The Michigan agency that oversees Medicaid has elected to expand the pharmacy carve-out for psychotropic drugs, taking the responsibility away from the state's Medicaid HMOs. The advantage to the state is the ability to recoup better rebates from pharmaceutical manufacturers, saving the state some money. For the health plans, however, they will lose the revenue they would have received for managing the administration of the psych drug claims. The Medicaid plans may come out ahead, though. Later this year, two new classes of Medicaid member will be deemed for mandatory managed care enrollment: foster children, and the dual-eligibles. A number of the MCOs are already managing the dual-eligibles in Medicare Advantage special needs plans.

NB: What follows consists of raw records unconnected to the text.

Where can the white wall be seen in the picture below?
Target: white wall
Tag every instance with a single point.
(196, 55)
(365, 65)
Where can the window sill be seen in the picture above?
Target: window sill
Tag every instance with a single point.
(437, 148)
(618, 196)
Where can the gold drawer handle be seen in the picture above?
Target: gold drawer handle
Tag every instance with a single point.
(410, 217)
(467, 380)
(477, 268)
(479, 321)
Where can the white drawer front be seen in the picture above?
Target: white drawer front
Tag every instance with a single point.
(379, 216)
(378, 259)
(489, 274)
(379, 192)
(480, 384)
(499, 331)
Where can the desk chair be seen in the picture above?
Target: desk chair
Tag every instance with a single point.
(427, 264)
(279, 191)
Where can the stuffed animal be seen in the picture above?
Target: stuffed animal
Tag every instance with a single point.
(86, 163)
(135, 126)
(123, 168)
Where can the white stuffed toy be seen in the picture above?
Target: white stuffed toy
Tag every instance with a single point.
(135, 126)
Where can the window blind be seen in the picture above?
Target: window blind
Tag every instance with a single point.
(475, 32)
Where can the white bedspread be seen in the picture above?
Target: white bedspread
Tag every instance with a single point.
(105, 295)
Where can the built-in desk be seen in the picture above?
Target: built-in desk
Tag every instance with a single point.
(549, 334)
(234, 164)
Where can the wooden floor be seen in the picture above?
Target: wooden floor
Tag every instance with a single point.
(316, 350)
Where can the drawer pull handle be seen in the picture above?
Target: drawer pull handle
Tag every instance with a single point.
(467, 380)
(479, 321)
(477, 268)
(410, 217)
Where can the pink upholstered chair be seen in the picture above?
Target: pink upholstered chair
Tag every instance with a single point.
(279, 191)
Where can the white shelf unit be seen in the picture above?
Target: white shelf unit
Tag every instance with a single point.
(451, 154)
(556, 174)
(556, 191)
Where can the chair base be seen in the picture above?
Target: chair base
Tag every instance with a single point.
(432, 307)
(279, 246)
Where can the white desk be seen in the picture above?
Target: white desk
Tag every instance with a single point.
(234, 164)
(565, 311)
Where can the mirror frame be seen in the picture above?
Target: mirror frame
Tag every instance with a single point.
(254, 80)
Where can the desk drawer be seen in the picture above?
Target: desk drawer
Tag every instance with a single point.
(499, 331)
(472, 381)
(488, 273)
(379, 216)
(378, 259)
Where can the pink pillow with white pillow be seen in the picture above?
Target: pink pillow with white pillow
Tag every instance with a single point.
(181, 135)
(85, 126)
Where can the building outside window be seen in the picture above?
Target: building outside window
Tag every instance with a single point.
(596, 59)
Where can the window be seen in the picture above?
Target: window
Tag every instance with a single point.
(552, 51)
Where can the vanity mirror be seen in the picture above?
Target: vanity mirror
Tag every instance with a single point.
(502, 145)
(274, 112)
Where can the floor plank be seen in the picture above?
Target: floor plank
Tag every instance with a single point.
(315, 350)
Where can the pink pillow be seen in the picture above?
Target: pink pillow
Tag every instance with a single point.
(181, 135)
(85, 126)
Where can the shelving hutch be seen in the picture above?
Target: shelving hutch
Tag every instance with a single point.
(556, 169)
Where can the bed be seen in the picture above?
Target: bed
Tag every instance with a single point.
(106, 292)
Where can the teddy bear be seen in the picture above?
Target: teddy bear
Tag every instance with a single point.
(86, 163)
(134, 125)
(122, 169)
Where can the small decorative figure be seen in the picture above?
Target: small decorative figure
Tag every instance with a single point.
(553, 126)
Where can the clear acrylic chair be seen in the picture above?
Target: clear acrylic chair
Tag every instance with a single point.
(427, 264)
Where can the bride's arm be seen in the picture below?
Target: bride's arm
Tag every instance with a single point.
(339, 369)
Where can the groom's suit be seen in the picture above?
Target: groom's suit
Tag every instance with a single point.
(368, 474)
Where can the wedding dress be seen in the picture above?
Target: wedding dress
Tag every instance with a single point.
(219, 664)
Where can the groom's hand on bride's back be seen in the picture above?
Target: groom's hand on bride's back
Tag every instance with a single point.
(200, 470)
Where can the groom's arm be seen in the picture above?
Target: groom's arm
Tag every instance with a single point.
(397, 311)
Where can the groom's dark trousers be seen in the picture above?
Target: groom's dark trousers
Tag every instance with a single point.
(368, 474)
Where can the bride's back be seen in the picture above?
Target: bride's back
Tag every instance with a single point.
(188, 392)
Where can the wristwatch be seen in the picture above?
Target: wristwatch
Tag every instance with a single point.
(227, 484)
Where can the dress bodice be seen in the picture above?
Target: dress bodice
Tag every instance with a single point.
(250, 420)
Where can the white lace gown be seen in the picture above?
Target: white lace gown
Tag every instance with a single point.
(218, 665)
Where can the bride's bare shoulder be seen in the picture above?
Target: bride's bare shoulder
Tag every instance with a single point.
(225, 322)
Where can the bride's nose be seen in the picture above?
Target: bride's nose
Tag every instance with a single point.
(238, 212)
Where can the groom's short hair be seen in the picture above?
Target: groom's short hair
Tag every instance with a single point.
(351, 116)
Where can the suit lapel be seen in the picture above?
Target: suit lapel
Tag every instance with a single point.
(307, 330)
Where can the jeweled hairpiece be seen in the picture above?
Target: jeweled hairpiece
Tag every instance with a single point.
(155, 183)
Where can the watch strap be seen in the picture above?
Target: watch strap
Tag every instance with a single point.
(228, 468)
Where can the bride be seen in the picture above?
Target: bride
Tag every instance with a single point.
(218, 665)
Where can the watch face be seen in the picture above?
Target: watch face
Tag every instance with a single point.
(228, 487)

On Jan. 1, 2010, the United Auto Workers assumed responsibility for providing health benefits for the hourly retired workers from General Motors Corp, Ford Motor Co. and Chrysler LLC. Some myths surround the launch of the union-run trusts, known as voluntary employees' beneficiary associations, or VEBAs. The first is that there were no big changes on Jan. 1; indeed there were. The other is that the trusts are being operated as a bloated bureaucracy pushing cushy benefits. In fact, a lean staff has unified slimmed-down benefit packages for all retirees, and is carefully considering its next moves as it tries to put the purchasing power of 875,000 members to work making the trust finances sustainable.
Medicare Advantage held its annual election period and the exodus has begun from the private fee-for-service product. Blue Croos Blue Shield of Michigan sustained losses of over 190,000 members as it shut down two PFFS plans, but most of them remained Blue Cross customers as they signed up for Medicare supplemental plans. That didn't stop Priority Health and other Michigan MA carriers from making gains in enrollment.